Just a few months earlier, MONUSCO's Child Protection team had secured the release of 62 children, also from armed groups, in the restive South Kivu province in the Democratic Republic of the Congo.
These types of releases only happen due to UN teams' proactive advocacy and dialogue with all parties to the conflict around the delicate issue of protecting children recruited, used or deprived of their liberty, which requires specialized skills, consistent presence and sustained engagement.
The ongoing worldwide pandemic complicates the already sensitive process of removal of children from armed groups and other parties to the conflict, which already requires trained professionals and dedicated resources to ensure their children's safety and well-being.
For instance, temporary transit centers for released children need to be properly equipped and sanitized to protect staff and children from infections - and all that in areas where already securing running water and functioning sanitation facilities is a major challenge.
Fortunately, for the most part, UN peacekeeping operations are equipped with dedicated child protection staff including Senior Child Protection Advisers and Child Protection Officers.
Many of these staff are deemed essential during the ongoing COVID-19 lockdowns, but these specialized posts are in constant jeopardy from being reduced or cut down by UN Member States.

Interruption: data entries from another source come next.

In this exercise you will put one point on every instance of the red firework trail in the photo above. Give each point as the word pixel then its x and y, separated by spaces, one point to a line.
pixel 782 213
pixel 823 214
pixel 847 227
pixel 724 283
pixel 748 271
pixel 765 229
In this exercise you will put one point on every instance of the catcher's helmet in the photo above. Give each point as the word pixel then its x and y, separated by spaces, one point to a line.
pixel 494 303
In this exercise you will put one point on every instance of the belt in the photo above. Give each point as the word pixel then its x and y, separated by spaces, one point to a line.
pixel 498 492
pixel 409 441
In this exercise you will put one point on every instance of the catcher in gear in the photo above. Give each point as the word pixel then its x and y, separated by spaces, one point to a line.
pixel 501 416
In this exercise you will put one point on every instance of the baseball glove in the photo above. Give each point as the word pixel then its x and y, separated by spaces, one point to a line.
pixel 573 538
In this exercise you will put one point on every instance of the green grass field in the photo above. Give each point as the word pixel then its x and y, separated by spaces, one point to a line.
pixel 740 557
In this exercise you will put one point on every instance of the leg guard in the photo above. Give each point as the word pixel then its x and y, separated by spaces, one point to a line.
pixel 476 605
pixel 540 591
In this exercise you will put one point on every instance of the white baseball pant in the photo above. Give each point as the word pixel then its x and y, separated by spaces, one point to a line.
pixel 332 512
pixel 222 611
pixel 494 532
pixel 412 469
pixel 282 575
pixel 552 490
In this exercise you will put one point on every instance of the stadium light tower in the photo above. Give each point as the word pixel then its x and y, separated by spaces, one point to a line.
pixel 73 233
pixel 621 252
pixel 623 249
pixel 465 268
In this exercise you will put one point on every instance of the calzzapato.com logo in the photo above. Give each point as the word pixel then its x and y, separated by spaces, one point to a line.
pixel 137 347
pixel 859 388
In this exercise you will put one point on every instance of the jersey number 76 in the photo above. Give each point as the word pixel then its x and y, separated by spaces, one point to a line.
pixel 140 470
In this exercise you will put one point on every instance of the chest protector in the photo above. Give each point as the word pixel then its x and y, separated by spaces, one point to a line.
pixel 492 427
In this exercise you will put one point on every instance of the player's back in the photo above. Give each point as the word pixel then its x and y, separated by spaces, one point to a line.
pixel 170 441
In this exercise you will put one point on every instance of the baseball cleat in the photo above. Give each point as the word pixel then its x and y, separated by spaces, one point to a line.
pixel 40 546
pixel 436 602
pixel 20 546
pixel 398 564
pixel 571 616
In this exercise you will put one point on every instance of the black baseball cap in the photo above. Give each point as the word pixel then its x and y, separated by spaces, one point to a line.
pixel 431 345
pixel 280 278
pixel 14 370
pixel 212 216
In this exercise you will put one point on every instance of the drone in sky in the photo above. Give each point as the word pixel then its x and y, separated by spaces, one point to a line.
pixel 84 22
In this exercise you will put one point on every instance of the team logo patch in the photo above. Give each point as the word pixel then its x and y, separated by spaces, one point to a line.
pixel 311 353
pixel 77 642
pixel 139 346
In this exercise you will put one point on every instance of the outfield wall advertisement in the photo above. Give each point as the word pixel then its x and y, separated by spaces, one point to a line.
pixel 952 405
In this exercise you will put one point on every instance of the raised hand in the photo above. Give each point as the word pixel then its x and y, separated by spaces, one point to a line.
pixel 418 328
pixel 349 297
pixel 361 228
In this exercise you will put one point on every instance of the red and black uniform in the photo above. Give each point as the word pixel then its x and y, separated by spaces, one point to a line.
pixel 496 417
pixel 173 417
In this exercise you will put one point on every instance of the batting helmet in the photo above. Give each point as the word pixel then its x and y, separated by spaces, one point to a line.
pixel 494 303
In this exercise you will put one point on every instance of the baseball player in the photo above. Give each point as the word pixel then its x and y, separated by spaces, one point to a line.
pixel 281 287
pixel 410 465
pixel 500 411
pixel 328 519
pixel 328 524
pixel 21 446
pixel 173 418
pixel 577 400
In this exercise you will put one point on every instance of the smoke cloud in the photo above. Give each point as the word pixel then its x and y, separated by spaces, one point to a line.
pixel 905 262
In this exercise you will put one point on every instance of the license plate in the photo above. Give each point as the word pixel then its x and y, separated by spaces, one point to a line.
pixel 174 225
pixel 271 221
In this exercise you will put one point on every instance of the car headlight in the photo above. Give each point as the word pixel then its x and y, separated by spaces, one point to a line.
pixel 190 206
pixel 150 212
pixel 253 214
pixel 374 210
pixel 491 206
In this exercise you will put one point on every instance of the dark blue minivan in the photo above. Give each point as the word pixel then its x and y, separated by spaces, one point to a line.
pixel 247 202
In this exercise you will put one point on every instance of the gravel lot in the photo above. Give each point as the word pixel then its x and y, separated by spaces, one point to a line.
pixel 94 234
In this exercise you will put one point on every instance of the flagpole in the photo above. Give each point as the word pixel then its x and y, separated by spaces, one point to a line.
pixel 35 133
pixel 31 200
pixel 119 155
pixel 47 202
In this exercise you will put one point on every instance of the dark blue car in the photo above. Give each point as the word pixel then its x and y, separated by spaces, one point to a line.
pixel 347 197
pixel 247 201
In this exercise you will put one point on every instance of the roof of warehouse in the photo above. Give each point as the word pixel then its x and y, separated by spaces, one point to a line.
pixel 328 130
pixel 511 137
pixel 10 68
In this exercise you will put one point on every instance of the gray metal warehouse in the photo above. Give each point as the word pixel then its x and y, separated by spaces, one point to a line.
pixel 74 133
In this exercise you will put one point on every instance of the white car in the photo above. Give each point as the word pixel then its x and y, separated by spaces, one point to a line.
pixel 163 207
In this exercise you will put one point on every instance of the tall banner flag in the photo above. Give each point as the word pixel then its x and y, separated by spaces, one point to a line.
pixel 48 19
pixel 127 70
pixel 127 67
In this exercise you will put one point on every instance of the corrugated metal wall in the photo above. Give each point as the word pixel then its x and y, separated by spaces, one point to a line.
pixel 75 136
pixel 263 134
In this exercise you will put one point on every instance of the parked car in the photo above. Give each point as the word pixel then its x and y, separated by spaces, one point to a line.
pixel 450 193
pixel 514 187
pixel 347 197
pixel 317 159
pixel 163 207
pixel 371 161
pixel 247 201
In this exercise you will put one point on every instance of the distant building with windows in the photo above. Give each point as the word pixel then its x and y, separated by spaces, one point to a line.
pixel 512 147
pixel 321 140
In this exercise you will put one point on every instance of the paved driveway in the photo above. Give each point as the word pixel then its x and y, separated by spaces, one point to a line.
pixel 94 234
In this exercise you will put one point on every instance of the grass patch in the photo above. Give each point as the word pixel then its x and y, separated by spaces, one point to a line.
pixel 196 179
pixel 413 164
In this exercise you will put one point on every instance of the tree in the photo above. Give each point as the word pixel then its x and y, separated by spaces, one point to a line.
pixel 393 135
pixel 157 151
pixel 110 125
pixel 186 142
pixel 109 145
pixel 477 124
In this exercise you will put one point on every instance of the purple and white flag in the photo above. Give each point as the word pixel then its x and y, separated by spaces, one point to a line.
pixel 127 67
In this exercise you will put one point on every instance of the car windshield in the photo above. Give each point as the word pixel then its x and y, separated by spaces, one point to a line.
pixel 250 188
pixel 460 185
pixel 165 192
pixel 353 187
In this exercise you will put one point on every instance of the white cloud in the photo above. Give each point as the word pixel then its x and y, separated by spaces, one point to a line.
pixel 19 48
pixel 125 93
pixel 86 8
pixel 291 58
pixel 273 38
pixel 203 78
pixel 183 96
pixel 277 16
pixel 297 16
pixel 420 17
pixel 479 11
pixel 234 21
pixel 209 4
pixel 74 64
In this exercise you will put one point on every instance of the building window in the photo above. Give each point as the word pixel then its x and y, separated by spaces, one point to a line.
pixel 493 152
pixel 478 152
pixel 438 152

The process of cutting happens far away from the peacekeeping operations themselves. It happens in the UN's budget committee in New York every June.

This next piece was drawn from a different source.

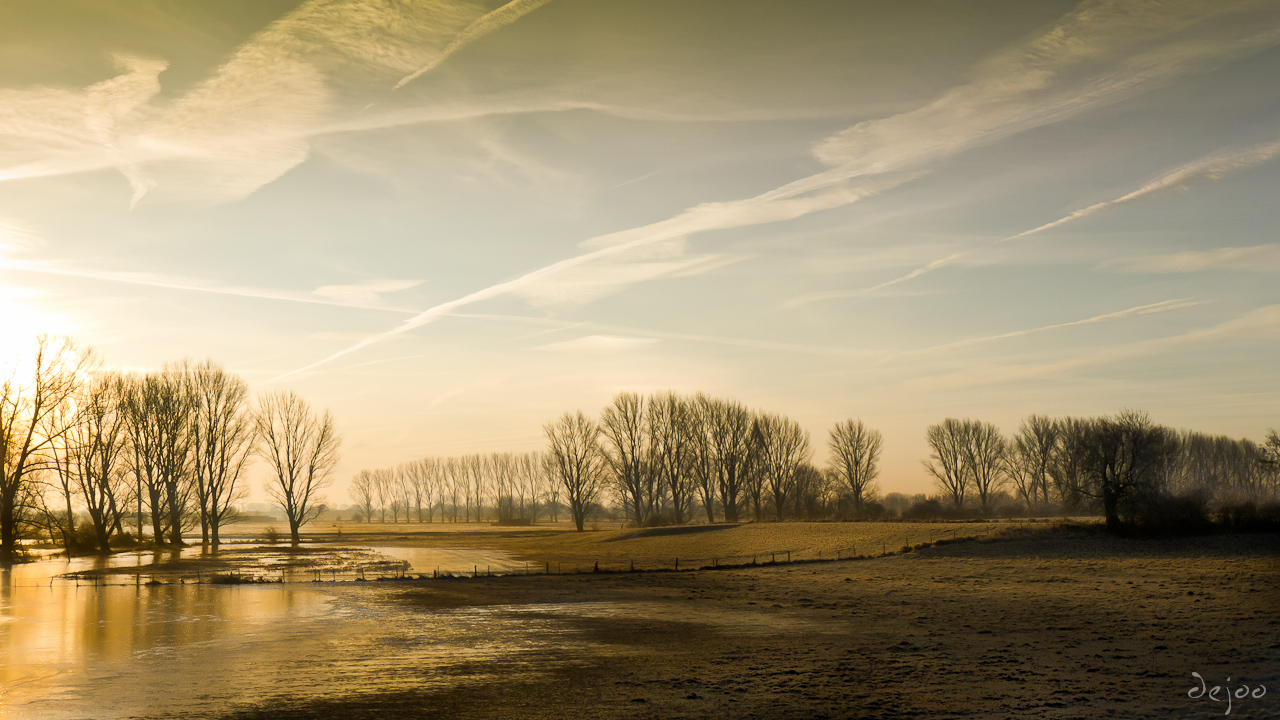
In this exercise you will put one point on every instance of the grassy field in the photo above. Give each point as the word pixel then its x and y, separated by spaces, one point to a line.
pixel 1060 624
pixel 693 546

This year, before the usual bargaining process over missions' Child Protection budgets and staffing occurs, the COVID-19 emergency should serve as a reminder to Member States of why this should not happen under any, especially these, circumstances.
In their race to cut costs and reduce budgets in UN peacekeeping missions over the last five years, United States and China have been known to negotiate over bulk dollar amounts and the more controversial themes like gender, human rights and protection.

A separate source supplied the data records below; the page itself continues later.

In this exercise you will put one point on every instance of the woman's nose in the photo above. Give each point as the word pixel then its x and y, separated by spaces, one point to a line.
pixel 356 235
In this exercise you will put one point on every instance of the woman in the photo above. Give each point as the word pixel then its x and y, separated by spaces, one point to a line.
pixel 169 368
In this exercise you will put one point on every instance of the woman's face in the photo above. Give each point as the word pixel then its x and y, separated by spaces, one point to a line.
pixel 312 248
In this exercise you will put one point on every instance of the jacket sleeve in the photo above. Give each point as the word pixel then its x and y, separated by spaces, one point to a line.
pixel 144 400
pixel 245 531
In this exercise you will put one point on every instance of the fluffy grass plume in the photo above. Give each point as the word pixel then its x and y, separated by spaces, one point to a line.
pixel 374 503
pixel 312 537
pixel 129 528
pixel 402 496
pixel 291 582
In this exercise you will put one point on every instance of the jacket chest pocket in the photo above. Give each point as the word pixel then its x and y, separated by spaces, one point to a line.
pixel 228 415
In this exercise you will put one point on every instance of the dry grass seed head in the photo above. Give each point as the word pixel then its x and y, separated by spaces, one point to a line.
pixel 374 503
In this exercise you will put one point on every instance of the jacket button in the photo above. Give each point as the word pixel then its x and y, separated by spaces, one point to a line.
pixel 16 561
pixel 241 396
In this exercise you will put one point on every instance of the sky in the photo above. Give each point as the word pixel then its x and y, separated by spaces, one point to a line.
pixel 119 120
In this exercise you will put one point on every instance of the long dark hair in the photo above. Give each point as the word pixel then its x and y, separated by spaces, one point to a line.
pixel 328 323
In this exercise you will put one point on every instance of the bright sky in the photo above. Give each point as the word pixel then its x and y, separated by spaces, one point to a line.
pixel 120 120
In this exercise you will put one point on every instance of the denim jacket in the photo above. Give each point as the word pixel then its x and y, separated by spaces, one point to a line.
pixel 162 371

What is less known is that for instance, Child Protection sections occupy .03 percent of most mission budgets where these mandates exist, so the savings are minuscule while the political cost to children is high.
For more than 20 years, the Security Council has been mandating UN peacekeeping operations with a specialized child protection mandate to be jointly implemented by UN civilian, military and police peacekeepers.
The core of the mandate has been documentation of the grave violations against children and dialogue with armed groups for the purposes of ending and preventing these violations.
Advocates and supportive countries already fear the impact that a severe restriction of movement due to COVID-19 may have on the UN's ability to monitor and report on violations, as well as on the Child Protection staff's capacity to carry on their outreach to armed groups.
This creates an urgent imperative for Member States to provide Child Protection teams in peacekeeping operations with sufficient human and financial resources to overcome these restrictions.
COVID-19 emergency further complicates the process of reintegrating children and child protection actors need to be equipped for accepting future releases of children, making resources even more indispensable.
The child protection staff are currently relying almost exclusively on technology to conduct remote monitoring of the violations and needed advocacy with parties to the conflict.
While often being the only entry point with armed groups and the communities themselves, these civilian child protection staff on- and off- UN compounds must be equipped with basic materials and technology, including internet connectivity, SIM cards and cell phones, to ensure the implementation of the mandate bestowed upon them by the Security Council.
Next month, Secretary-General António Guterres will present his 2020 report on children and armed conflict to the UN Security Council, noting violations across 20 country situations for calendar year 2019.
To overcome the already anticipated risks to the UN's ability to monitor, report and respond to violations in face of COVID-19, donors and Member States should pay particular attention to ensuring that UN missions have adequately resourced stand-alone Child Protection functions.
Otherwise, the Secretary-General's 2021 annual report on grave violations of children's rights next year is poised to be slim and the UN Security Council stands a chance of losing track of the picture of what is happening to children in war-affected countries.
This monitoring forms the basis of the UN's ability to hold perpetrators to account, for example through its action plans signed with parties to conflict to end and prevent grave violations.
Now is the time to boost, not reduce, this capacity if governments are serious about protecting children in conflict.
*Dragica Mikavica is Senior Advocacy Adviser, Save the Children. She has spent the last six years advocating rights of children, affected by conflict, through the UN, and is currently working for Save the Children in New York. She grew up in Bosnia during its civil war, in the early 1990s.